Measures of Variability
Variability and Measures of Central Tendency
Discussion of variability and its importance alongside measures of central tendency.
Two primary characteristics of a score distribution: central tendency and variability.
Measures of Variability
Different metrics available for measuring variability, some more useful than others.
Range
Defined as the difference between the largest and smallest scores.
Can be found in descriptive statistics but not deviation scores.
Deviation Scores
Definition: Deviation score is the difference between a score and the mean (Score - Mean).
Deviation scores always sum to zero. Example calculation displayed:
Mean = 10; Scores: 11 (1), 10 (0), 9 (-1), 8 (-2); Sum = 0.
Deviation scores are not ideal for representing the variability of a dataset as they focus only on individual scores.
Sum of Squares
Squaring deviation scores eliminates negative signs, resolving the cancellation issue when summed.
Definition: Sum of squares refers to the total of squared deviation scores.
Example: Squaring scores leads to a clearer representation of variability (e.g., 1^2 + 0^2 + (-1)^2 + (-2)^2 ...).
Variance
Obtained by dividing the sum of squares by N - 1, where N is the number of observations. This formula accounts for degrees of freedom.
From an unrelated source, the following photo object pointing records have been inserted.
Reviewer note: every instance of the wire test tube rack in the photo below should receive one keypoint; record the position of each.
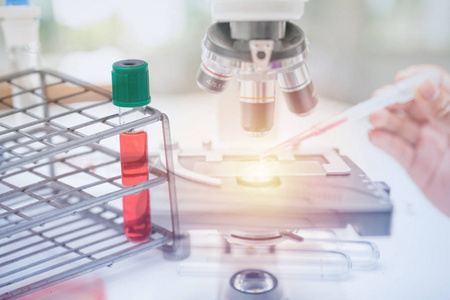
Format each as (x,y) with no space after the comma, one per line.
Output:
(56,181)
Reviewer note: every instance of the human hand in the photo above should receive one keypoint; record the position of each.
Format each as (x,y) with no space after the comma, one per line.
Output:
(417,135)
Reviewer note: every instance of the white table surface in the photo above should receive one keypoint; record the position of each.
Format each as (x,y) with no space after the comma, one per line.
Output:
(415,259)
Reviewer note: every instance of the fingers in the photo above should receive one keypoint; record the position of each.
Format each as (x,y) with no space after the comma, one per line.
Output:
(435,104)
(413,70)
(429,152)
(393,145)
(410,108)
(394,123)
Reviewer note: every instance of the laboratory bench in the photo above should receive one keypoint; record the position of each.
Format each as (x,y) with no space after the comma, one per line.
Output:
(414,260)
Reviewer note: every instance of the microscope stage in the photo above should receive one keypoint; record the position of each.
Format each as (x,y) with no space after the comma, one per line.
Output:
(305,188)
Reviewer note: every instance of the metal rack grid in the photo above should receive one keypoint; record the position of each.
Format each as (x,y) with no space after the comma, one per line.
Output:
(52,168)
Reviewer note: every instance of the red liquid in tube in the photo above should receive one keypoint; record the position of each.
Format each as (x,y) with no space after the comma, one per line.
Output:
(136,208)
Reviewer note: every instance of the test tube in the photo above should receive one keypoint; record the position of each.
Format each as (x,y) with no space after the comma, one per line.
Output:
(130,91)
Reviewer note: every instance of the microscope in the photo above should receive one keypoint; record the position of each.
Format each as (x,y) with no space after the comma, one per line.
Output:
(259,207)
(254,41)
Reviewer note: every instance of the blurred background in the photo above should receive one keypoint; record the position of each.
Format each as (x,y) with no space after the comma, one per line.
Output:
(355,46)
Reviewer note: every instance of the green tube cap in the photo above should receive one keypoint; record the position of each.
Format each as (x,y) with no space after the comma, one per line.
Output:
(130,83)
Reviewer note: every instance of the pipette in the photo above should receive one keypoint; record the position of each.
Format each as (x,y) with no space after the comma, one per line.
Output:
(401,92)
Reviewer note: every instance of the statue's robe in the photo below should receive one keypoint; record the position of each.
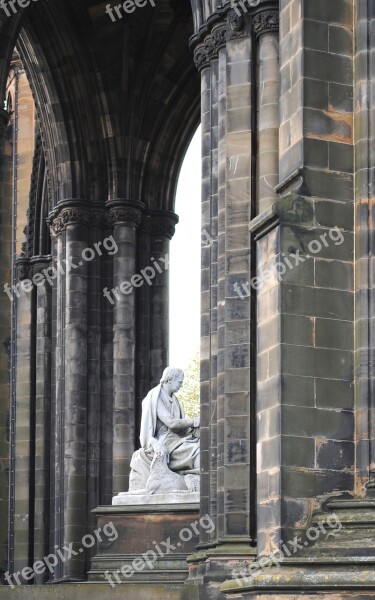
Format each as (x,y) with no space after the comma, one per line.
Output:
(163,420)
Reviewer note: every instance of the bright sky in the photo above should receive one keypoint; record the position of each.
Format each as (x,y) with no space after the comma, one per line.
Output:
(185,267)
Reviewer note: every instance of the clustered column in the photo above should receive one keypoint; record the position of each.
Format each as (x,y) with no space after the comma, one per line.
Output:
(266,28)
(227,111)
(71,419)
(125,218)
(162,230)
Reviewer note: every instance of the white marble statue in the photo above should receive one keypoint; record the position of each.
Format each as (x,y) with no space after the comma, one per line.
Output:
(168,460)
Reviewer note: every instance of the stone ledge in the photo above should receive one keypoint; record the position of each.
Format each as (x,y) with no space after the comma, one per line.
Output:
(307,577)
(138,500)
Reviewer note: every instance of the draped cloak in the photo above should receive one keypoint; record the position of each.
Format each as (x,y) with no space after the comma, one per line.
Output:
(183,447)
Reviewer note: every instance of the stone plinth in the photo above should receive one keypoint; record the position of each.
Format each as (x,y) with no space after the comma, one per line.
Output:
(153,542)
(127,499)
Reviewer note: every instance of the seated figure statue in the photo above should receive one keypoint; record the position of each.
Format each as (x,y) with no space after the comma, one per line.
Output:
(169,442)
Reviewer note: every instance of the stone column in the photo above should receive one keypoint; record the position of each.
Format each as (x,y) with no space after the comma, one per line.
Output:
(125,217)
(5,323)
(143,295)
(364,114)
(22,416)
(42,411)
(71,457)
(266,28)
(227,63)
(162,229)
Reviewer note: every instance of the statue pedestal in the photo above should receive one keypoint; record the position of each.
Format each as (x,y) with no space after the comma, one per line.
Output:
(155,536)
(127,499)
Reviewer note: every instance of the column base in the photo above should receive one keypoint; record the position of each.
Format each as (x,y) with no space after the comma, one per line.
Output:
(209,567)
(341,561)
(152,544)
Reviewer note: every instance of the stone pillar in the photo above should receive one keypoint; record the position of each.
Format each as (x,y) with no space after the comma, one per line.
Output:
(23,416)
(364,97)
(226,59)
(266,27)
(42,411)
(96,386)
(125,217)
(5,324)
(162,230)
(71,457)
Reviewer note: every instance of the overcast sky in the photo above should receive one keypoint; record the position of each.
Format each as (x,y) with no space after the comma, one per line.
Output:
(185,268)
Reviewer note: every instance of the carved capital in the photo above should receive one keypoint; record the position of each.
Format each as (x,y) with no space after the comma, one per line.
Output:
(4,120)
(68,217)
(205,52)
(39,264)
(266,21)
(233,25)
(129,216)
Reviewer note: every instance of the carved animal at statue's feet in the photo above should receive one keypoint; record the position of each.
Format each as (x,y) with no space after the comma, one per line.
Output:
(162,480)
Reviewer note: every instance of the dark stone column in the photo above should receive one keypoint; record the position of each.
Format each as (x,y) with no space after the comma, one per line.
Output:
(71,227)
(125,217)
(5,325)
(226,59)
(162,230)
(23,416)
(266,27)
(143,296)
(96,354)
(365,243)
(42,411)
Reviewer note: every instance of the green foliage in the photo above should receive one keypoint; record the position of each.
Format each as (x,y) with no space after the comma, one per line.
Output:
(189,394)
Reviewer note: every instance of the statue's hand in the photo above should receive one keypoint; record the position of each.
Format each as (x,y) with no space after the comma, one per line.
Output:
(160,448)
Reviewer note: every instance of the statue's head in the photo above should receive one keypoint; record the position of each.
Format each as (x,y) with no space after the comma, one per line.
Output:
(174,377)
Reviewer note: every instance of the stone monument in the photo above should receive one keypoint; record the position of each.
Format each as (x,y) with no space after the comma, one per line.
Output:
(166,467)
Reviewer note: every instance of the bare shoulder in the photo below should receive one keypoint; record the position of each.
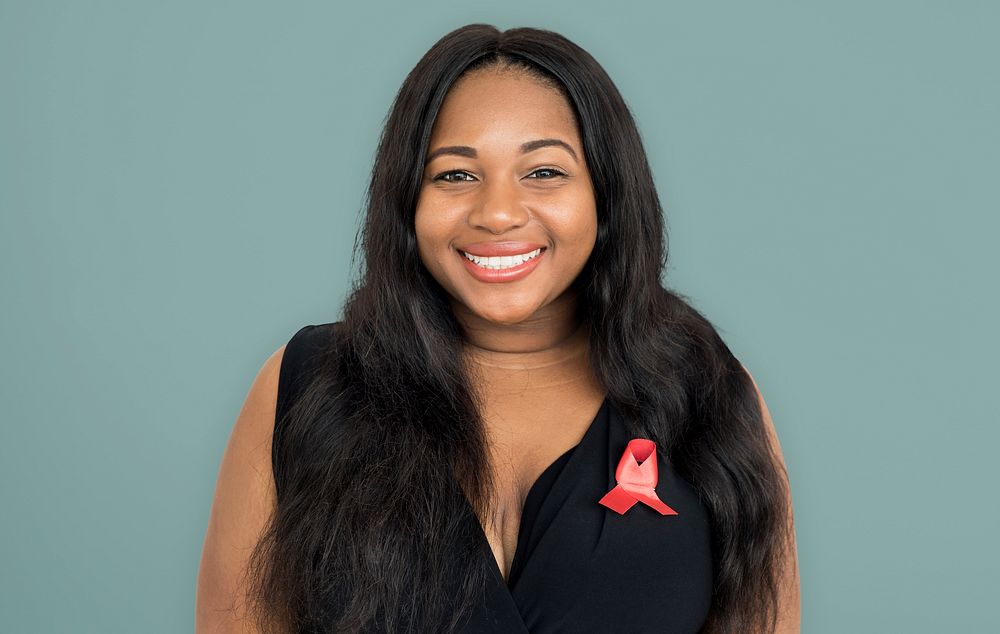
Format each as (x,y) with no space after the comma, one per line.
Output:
(790,603)
(243,502)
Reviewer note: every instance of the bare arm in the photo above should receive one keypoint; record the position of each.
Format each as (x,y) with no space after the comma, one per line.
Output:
(789,608)
(244,500)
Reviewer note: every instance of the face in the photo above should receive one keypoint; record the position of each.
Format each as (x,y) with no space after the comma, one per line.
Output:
(506,178)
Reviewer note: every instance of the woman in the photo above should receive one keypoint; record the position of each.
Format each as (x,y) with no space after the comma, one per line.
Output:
(447,457)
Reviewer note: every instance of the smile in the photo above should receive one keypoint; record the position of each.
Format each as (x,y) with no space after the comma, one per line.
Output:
(504,268)
(503,261)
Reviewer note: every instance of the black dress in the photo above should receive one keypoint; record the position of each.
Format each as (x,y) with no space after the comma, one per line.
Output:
(580,567)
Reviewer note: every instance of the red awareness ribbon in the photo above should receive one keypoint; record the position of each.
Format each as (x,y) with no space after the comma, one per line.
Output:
(636,482)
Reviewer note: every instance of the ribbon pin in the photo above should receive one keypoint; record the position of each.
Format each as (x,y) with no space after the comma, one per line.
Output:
(636,482)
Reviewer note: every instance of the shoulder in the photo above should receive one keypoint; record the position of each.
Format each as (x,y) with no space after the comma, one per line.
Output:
(772,433)
(300,355)
(244,500)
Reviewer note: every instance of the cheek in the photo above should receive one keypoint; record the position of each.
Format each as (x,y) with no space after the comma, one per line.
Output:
(430,239)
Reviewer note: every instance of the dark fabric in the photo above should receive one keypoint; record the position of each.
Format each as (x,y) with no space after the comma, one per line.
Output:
(579,566)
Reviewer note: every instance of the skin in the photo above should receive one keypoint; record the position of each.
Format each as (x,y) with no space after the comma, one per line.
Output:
(543,196)
(523,338)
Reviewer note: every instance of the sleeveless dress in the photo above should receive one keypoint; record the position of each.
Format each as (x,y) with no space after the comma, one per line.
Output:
(579,566)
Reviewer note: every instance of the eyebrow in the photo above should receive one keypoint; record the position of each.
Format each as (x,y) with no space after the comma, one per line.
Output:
(530,146)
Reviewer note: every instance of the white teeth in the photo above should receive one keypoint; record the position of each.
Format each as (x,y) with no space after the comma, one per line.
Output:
(501,262)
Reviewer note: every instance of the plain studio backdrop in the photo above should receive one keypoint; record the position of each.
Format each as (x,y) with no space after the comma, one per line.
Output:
(179,190)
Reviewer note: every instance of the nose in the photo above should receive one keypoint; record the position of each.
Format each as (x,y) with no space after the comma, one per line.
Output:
(499,208)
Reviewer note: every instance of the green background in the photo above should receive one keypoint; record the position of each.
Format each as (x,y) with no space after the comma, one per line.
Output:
(180,184)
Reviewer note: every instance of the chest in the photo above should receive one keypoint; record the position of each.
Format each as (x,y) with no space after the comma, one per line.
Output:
(526,434)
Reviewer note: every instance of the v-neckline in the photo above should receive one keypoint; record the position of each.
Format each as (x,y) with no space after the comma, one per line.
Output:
(494,564)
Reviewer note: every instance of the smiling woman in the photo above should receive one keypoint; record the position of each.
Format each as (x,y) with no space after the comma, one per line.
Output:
(516,427)
(513,140)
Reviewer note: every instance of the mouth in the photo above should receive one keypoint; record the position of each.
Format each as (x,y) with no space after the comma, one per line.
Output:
(507,268)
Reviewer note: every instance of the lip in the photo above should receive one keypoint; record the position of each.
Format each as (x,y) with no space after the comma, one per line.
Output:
(494,276)
(489,249)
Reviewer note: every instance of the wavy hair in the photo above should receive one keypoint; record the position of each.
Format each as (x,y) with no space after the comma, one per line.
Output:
(368,526)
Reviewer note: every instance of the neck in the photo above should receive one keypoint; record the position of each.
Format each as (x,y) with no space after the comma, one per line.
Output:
(553,343)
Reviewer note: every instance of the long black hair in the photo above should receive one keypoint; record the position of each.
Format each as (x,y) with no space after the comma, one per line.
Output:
(370,453)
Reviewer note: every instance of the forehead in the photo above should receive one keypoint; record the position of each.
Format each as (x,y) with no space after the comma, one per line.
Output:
(502,107)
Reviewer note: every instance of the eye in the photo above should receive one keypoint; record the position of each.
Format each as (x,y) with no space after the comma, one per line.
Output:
(554,173)
(444,176)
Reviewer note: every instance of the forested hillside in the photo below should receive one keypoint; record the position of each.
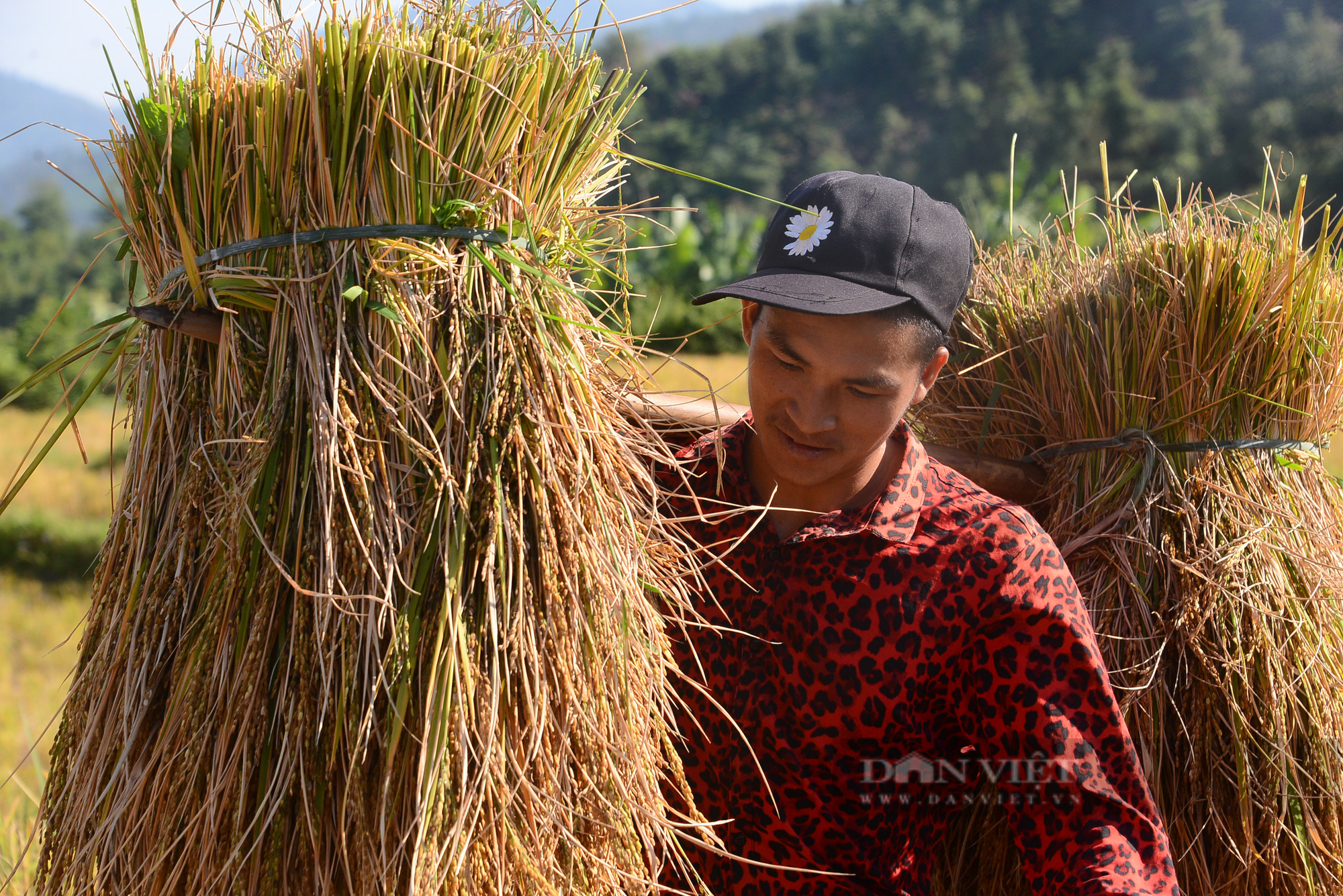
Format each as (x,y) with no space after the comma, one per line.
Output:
(933,90)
Degrees of Freedom: N - 1. Explained with a practical example:
In choosing phone numbers that sum to a certain total, only three numbers can be chosen freely; the last is determined by the total.
Calculating Variance
To calculate variance for a sample:
Calculate mean.
Compute each deviation score.
Square each deviation score.
Sum the squared deviations.
Divide by N - 1.
Standard Deviation
Found by taking the square root of the variance, returning to original measurement units.
Definition: Standard deviation measures how much scores deviate from the mean on average.
Important to memorize procedures for manual calculation. Quiz/exam questions may focus on this.
Interquartile Range (IQR)
Defined by dividing the dataset into quartiles, primarily used with median measures of central tendency.
IQR is useful when the median is preferred due to its resistance to skewed data.
Process for IQR:
Identify median; determine first and third quartiles of the lower and upper halves.
Calculate IQR as the difference between the upper and lower quartiles (Q3 - Q1).
Example: If Q3 = 8 and Q1 = 7, then IQR = 1.
Reporting Statistics Based on Data Distribution
When datasets are skewed, use the median and IQR for reporting instead of mean and standard deviation.
If datasets are symmetrical, mean and standard deviation are appropriate.
Importance of using appropriate measures depending on data distribution.
Conclusion
Reviewed measures of variation and variability including variance and standard deviation.
Advocated for proper handling of skewed datasets with median and IQR, alongside mean and standard deviation for symmetrical datasets.